SAB 121 required banks and other public companies to record their clients' crypto assets on their own balance sheets. SAB 122 "withdraws the previous interpretive guidance" and instead directs companies to follow the rules of the Financial Accounting Standards Board (FASB) or the relevant provisions of International Accounting Standards.
Since its introduction in March 2022, SAB 121 has been highly controversial, with the support of former SEC Chair Gary Gensler, who said the rule would protect investors in bankruptcy events. "We've actually found in bankruptcy courts time and time again that bankruptcy courts have ruled that crypto assets are not bankruptcy remote assets," he said in an interview with Reuters in 2023.
Issued in late March 2022, SAB 121 aimed to better protect investors by detailing how companies should account for their crypto custody services. Due to the unique risks of crypto assets, staff believed companies should record a liability and corresponding asset on their balance sheets at fair value.
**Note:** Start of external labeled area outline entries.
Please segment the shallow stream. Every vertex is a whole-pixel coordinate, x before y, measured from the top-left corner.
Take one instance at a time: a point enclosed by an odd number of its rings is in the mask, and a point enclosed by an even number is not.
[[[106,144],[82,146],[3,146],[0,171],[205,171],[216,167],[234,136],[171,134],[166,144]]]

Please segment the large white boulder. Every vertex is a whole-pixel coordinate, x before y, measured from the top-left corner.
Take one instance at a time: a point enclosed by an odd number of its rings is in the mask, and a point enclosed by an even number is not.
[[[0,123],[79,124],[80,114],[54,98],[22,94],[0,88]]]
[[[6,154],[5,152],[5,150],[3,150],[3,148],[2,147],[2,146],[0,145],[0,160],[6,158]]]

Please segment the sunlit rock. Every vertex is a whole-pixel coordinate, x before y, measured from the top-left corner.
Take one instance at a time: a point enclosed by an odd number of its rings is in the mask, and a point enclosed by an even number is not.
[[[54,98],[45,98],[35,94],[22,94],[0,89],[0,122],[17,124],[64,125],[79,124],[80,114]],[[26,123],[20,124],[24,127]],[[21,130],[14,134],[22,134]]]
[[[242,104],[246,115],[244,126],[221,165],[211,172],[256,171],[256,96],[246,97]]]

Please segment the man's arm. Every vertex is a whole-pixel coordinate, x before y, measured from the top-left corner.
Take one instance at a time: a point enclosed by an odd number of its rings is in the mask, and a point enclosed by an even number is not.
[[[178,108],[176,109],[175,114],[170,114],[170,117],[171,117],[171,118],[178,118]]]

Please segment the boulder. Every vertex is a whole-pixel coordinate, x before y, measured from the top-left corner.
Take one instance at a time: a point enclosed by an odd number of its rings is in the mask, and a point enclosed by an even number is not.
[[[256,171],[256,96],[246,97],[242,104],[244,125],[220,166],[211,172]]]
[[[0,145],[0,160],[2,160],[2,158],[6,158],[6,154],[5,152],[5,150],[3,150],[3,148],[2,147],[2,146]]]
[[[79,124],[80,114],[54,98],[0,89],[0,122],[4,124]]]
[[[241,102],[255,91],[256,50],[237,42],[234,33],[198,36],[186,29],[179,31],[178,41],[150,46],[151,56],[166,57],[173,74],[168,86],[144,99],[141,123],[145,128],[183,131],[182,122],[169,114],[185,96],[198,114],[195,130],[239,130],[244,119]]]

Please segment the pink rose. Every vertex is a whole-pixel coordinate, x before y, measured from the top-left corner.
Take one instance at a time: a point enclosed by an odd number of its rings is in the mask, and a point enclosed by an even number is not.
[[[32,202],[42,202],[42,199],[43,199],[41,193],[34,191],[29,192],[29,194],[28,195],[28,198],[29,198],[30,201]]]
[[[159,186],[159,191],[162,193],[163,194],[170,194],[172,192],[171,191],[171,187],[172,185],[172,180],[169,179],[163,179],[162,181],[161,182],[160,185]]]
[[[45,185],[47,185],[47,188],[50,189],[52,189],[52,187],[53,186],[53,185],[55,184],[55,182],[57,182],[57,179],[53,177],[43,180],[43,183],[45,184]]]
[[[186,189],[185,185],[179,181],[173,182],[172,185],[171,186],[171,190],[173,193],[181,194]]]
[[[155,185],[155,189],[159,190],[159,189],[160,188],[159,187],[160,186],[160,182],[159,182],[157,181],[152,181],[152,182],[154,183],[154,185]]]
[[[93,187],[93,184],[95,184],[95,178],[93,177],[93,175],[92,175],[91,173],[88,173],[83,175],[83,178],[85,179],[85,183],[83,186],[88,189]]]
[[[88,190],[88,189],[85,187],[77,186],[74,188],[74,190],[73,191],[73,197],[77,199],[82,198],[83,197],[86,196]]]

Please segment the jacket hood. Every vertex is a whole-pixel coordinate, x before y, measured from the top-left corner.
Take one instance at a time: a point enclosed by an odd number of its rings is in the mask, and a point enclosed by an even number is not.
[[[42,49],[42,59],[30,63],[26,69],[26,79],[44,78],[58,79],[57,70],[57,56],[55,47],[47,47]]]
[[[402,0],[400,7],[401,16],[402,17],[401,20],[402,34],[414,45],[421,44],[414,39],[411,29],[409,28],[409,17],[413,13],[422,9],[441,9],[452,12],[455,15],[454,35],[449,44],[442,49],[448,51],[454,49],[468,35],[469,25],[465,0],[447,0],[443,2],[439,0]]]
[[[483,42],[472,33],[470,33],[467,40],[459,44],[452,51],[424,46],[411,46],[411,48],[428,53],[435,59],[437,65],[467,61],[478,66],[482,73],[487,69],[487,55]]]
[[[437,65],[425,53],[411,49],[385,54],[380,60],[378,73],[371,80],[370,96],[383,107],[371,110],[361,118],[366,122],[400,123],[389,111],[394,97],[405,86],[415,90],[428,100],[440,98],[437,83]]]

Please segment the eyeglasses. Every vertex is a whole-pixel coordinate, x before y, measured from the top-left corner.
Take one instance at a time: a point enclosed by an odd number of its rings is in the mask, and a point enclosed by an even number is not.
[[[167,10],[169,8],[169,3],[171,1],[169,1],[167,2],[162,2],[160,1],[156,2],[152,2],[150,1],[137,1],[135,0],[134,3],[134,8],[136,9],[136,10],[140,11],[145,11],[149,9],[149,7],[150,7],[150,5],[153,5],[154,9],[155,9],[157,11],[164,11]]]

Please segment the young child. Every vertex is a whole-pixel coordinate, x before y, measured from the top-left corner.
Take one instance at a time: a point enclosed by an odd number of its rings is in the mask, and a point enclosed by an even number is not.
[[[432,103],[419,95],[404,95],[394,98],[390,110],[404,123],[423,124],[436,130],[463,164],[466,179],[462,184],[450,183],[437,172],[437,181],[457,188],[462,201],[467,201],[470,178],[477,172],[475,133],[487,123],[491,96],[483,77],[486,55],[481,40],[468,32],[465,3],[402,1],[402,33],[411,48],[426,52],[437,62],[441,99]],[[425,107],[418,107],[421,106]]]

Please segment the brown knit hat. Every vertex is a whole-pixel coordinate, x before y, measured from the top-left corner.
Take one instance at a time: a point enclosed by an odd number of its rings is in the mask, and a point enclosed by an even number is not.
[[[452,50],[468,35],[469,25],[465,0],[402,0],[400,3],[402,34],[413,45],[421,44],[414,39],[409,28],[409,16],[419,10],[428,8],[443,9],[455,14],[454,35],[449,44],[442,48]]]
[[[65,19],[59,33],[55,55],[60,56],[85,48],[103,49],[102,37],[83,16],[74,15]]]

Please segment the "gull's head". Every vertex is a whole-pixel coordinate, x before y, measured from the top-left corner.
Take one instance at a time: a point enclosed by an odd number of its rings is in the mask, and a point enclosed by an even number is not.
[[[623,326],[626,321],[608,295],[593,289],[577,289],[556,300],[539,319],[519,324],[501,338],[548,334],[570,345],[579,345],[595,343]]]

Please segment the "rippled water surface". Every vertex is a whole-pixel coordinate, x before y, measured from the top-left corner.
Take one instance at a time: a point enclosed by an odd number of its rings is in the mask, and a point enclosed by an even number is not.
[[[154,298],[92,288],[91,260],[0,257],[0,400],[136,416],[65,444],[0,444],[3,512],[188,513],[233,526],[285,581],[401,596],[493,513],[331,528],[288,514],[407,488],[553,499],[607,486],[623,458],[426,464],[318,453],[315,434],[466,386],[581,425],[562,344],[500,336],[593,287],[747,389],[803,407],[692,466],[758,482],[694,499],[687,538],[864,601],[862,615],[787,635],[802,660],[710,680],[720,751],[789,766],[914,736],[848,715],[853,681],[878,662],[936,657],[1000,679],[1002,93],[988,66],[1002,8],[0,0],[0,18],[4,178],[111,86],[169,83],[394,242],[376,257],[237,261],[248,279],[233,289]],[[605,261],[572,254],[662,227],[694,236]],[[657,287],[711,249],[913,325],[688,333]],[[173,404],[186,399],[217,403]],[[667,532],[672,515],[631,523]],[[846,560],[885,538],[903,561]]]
In simple terms, if a bank held $1 billion worth of Bitcoin for clients, they would have to hold $1 billion in cash to offset that "liability" on their balance sheet. The crypto industry widely feared this could prevent banks from custodying digital assets, effectively excluding them from the crypto market.
Last year, SAB 121 became the subject of a Congressional Review Act resolution, which passed Congress but was vetoed by then-President Biden. Now, the SEC's withdrawal of SAB 121 marks a significant change in crypto industry regulation.
With Trump's signing of the crypto executive order and the SEC's announcement to withdraw SAB 121, the U.S. crypto regulatory landscape has reached a milestone. These actions bring more regulatory clarity to the industry and generate new expectations for the future. The transformation still requires time, and it remains to be seen whether the Trump administration can truly deliver on its promises and further advance the digital asset reserve plan.